According to an interview I found on the AIS (Italian Sommelier Association) Liguria site, it’s a blend of “Bosco, Vermentino, Rossese bianco, and Marsanne,” but “primarily Roussanne,” in Walter’s words, a grape that the nineteenth-century Italian ampelographer “Gallesio had identified as ‘Nizzardo.'”
The word altrove means elsewhere in Italian. I loved Walter’s post-modern explanation for the wine’s name, which can be found on the back label.
“In the Mediterranean,” he writes, “infinite elsewheres are hidden in every where.”
Notes of thyme played against this macerated wine’s rich minerality and breadth of stone fruit flavors. An extraordinary wine (at a great price).
Mirco, who knows my palate well after all these years, never misses a beat (ask for him when choosing your wine at Le Logge).
Dulcis in fundo (Latinists among us will get the paronomasia), Laura has finally opened her subterranean music venue and wine bar called “Un Tubo” (Italophones will get the irony).
The night I was there, a classic rock cover band was seriously rocking out the house.
But from what I glean on the club’s website, jazz is the genre best represented there.

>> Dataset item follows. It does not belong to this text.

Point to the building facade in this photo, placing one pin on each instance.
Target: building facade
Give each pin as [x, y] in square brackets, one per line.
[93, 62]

Anyone who’s ever spent any time in Siena knows that the dining and nightlife options there are next to nihil.
Laura has done an amazing and single-handed job of changing that. Beyond the extraordinary daytime sight-seeing there, the trip to Siena is worth it just to eat at her restaurant and drink a glass (or two) of Franciacorta at her super fun music joint.